A Treatment for Toxic Boards
Why do boards go awry? Often it's because the troublesome people at first seem like perfect solutions.
When it comes to assembling a successful board, sometimes it seems like associations can’t win. They can do all manner of vetting and matrix-building and interviewing and onboarding; they can labor around staying focused and strategic; they can encourage preparation before meetings by making board books so simple they’re effectively a page of emojis. And still, there’ll be that one board member who wrecks things.
You’ve heard that story plenty of times. So have leadership experts Marianna Zangrillo and Thomas Kiel, who interviewed 120 board chairs about the challenges they’ve faced. As they write in Harvard Business Review, they’ve absorbed “many candid accounts about how a single director can make effective board work feel almost impossible.”
Zangrillo and Kiel’s research uncovered three main examples of problematic board members, who I suspect are familiar to most CEOs. There are “passive passengers,” chair-fillers who fade into the woodwork; “dominators” who treat every discussion as a zero-sum game and wrest control from colleagues, and “misguided experts,” who see every issue through the filter of their particular area of specialization.
The hard part is that pre-board vetting doesn’t always surface these problems before they arise. That’s partly because none of the problematic types are problematic individually. That passive person can look like a team player. The dominator may seem “passionate about mission.” The misguided expert may represent that all-important subject-matter expertise that boards ought to have.
Add to that the fact that once a group of people gets together in a room, there’s no way of telling how people might behave, and which personalities might clash.
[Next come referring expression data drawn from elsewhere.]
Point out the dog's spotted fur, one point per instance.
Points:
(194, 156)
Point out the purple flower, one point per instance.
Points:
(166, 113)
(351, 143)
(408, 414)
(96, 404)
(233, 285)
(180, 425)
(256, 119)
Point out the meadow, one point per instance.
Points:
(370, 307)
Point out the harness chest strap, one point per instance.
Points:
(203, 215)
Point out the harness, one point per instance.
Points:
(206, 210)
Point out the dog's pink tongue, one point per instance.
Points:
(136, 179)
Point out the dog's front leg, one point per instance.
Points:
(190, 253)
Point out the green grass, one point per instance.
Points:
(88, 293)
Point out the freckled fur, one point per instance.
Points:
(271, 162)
A passive personality may not intend to “dull debate and diminish expectations,” but something about this year’s group may lead to that kind of waywardness—or, worse, toxicity.
A passive person can look like a team player. A dominator may seem “passionate about mission.”
Just as there are three main problematic board members, Zangrillo and Kiel recommend three areas of focus to address the problem: Boards, they write, need to pay attention to the quality of engagement, interaction, and impact. This is tricky, because those are all things that you can only measure qualitatively. You want board members who “lean into the conversation” but who don’t “derail” or “interrupt,” they write. They say good board members should “strengthen debate” and “sharpen judgment,” but the problematic board members are likely confident that they’re doing exactly that.
That’s not to say that vetting and onboarding aren’t useful. But the article is a reminder that in an association, “board” is a verb—a constant effort to ensure that everyone is aligned on the mission and goals, even if they disagree on particulars. The HBR article points out that structure can go a long way to assist with that, and that leaders should police for “unclear committee roles, poorly sequenced agendas, or too little time allocated to strategy.”
But because the challenges are behavioral, a board chair’s main skill is an ability to read the room, and address trouble spots quickly in fair, respectful ways. “The chair should work to maintain a disciplined equilibrium in a way that allows disagreement without division, participation without chaos, and expertise without overreach.”
Easy, right?
No, it’s not, of course. But that means the chair, and perhaps the CEO, need to lead in a way that encourages everybody in the room to be not just a leader of an organization, but a standard-bearer for its culture. Every board chair will find their own way to that, but all of them will have to work under the assumption that the work on alignment doesn’t end when you’ve done the vetting and onboarding.